En écoutant Sylvain Tesson dans son intervention lors de l'émission de la Grande librairie, je me suis fait une fête d'apprendre la parution de son dernier ouvrage : Sur les chemins noirs. D'une part il y évoquait, une fois n'est pas coutume de sa part, un périple en notre hexagone. D'autre part, et plus attendu par moi, il nous promettait un ouvrage d'exploration tant de ce qui subsiste de sentiers pittoresques en notre campagne profonde - à son grand regret revue et corrigée par le remembrement et l'urbanisation débridée - que l'exploration de ses chemins intérieurs. J'escomptais alors quelque introspection philosophique intimiste de la part de qui, après un accident dont les séquelles visibles ne sont certainement pas les plus traumatisantes, avait entraperçu l'éblouissement de la nuit éternelle.

Mais les chemins noirs sont restés obscurs. Ô pudeur quand tu nous tiens ! L'homme est resté aussi impénétrable que les ronciers qui lui ont barré la route. Vivre est-il une joie ou une souffrance pour ce boulimique du temps et de l'espace, je ne saurai le dire. Il ne sait que trop bien se dissimuler derrière son formidable sens de la formule et les confidences attendues le sont restées. le périple intérieur s'est transformé en un inventaire des balafres infligées au temple sacré de la Nature. Une profanation pour qui ne cherche pas son dieu dans la voute céleste mais dans les replis de la terre. Car lorsqu'on parle de nature avec Sylvain Tesson, il faut y mettre un N majuscule. "Il avait Dieu, je me contentais du monde". Fallait-il qu'il aille le saluer ce dieu végétal et minéral, audible et respirable, le remercier du sursis consenti après cette chute qui aurait dû le tuer.

La France en diagonale ne vaut que 150 pages.

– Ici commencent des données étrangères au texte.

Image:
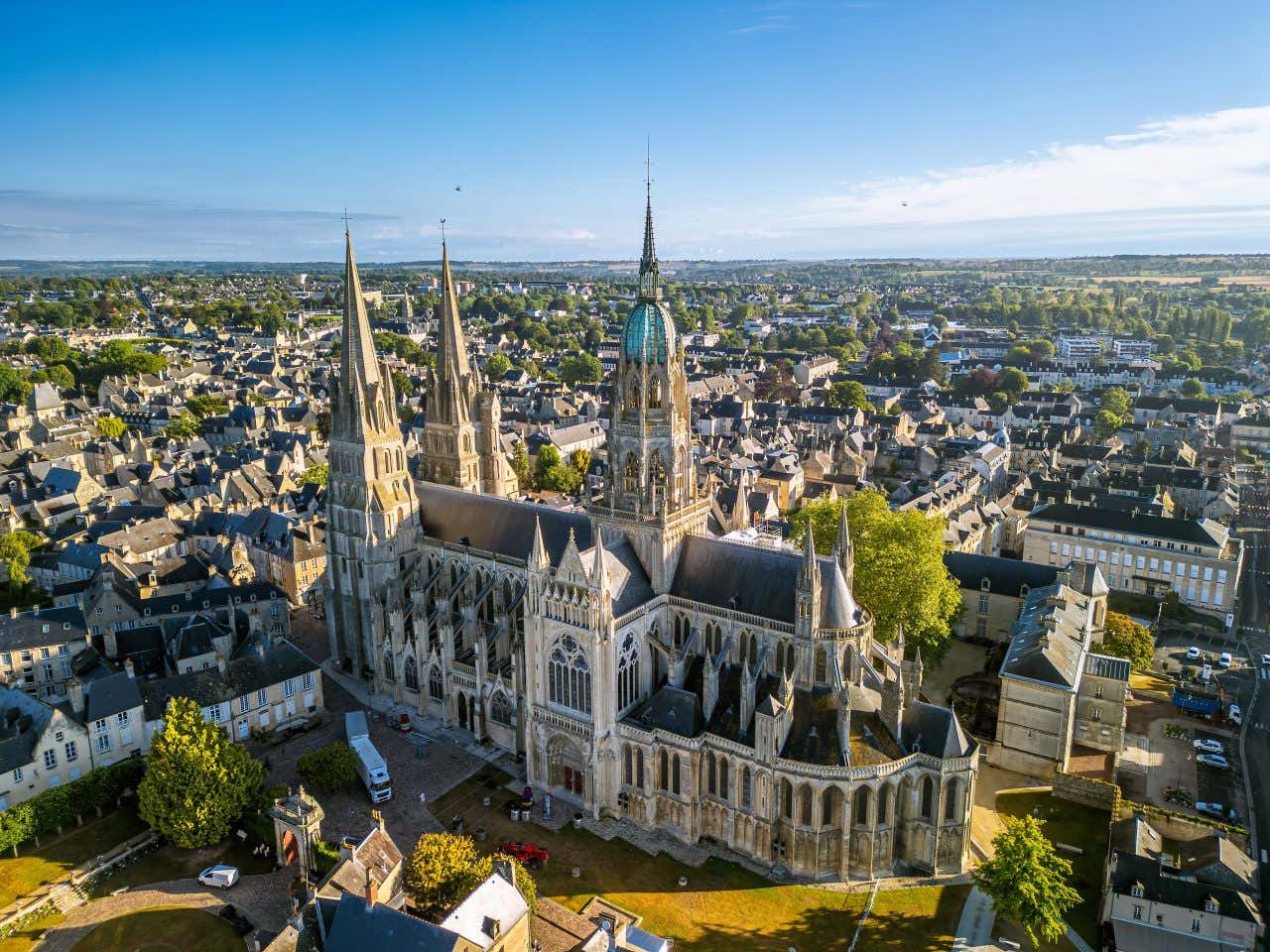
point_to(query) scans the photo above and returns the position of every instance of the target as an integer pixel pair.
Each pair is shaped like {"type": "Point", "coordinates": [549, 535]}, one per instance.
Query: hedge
{"type": "Point", "coordinates": [62, 806]}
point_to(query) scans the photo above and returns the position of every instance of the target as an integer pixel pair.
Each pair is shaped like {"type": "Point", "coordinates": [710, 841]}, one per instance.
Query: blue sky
{"type": "Point", "coordinates": [786, 128]}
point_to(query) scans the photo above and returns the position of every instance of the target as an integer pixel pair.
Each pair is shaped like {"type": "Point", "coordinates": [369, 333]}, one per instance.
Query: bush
{"type": "Point", "coordinates": [60, 806]}
{"type": "Point", "coordinates": [329, 769]}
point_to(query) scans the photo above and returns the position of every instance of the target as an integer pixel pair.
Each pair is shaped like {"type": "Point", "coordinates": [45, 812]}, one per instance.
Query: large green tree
{"type": "Point", "coordinates": [197, 782]}
{"type": "Point", "coordinates": [899, 565]}
{"type": "Point", "coordinates": [444, 869]}
{"type": "Point", "coordinates": [1124, 638]}
{"type": "Point", "coordinates": [1028, 881]}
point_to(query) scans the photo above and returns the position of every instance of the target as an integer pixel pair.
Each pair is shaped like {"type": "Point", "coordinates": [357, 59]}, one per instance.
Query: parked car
{"type": "Point", "coordinates": [234, 916]}
{"type": "Point", "coordinates": [529, 853]}
{"type": "Point", "coordinates": [221, 876]}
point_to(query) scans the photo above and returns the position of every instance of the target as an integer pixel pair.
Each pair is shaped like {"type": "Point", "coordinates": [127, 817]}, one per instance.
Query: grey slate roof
{"type": "Point", "coordinates": [1006, 576]}
{"type": "Point", "coordinates": [499, 526]}
{"type": "Point", "coordinates": [760, 581]}
{"type": "Point", "coordinates": [111, 694]}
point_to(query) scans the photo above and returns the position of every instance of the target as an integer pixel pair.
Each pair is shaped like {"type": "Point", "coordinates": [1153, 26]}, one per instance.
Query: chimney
{"type": "Point", "coordinates": [75, 692]}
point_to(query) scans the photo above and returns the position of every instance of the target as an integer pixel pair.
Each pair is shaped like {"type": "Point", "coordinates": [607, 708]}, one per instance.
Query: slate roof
{"type": "Point", "coordinates": [354, 928]}
{"type": "Point", "coordinates": [1006, 576]}
{"type": "Point", "coordinates": [243, 675]}
{"type": "Point", "coordinates": [111, 694]}
{"type": "Point", "coordinates": [760, 581]}
{"type": "Point", "coordinates": [499, 526]}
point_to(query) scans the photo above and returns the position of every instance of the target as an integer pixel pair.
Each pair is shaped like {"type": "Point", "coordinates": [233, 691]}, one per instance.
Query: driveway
{"type": "Point", "coordinates": [264, 898]}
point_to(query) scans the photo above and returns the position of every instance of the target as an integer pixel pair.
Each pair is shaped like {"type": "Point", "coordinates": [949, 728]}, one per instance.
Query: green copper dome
{"type": "Point", "coordinates": [649, 335]}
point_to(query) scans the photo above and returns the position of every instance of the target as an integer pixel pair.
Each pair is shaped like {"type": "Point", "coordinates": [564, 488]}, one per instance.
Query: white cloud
{"type": "Point", "coordinates": [1189, 163]}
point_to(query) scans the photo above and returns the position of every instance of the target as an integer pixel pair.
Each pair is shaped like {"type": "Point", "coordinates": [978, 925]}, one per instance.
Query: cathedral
{"type": "Point", "coordinates": [643, 666]}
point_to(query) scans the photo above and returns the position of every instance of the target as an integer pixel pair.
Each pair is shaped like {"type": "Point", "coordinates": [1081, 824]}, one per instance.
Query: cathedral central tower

Et la qualité n'a pas compensé la quantité. Après un stress hydrique de plusieurs mois pour ce cep suceur de cailloux, on espérait une concentration en sucres, littéraires ceux-là. Mais il a fallu recourir à la chaptalisation, et là ça été l'overdose. Cela donne un ouvrage sans chaleur, le distillat d'un esprit ensauvagé contraint à une course grimaçante dans des espaces domestiqués. Une convalescence de rouleau compresseur opiniâtre qui refuse de se laisser dicter sa conduite par une colonne vertébrale brochée.

L'instinct de conservation est quand même là. Il écoute les recommandations de la faculté de médecine au point de préférer le viandox à la bière ou à la vodka. La frustration est palpable. Cela présage de l'attente fébrile d'un autre départ dans les épaisseurs de la taÏga ou autre aridité à dos de chameau. du sérieux que diable !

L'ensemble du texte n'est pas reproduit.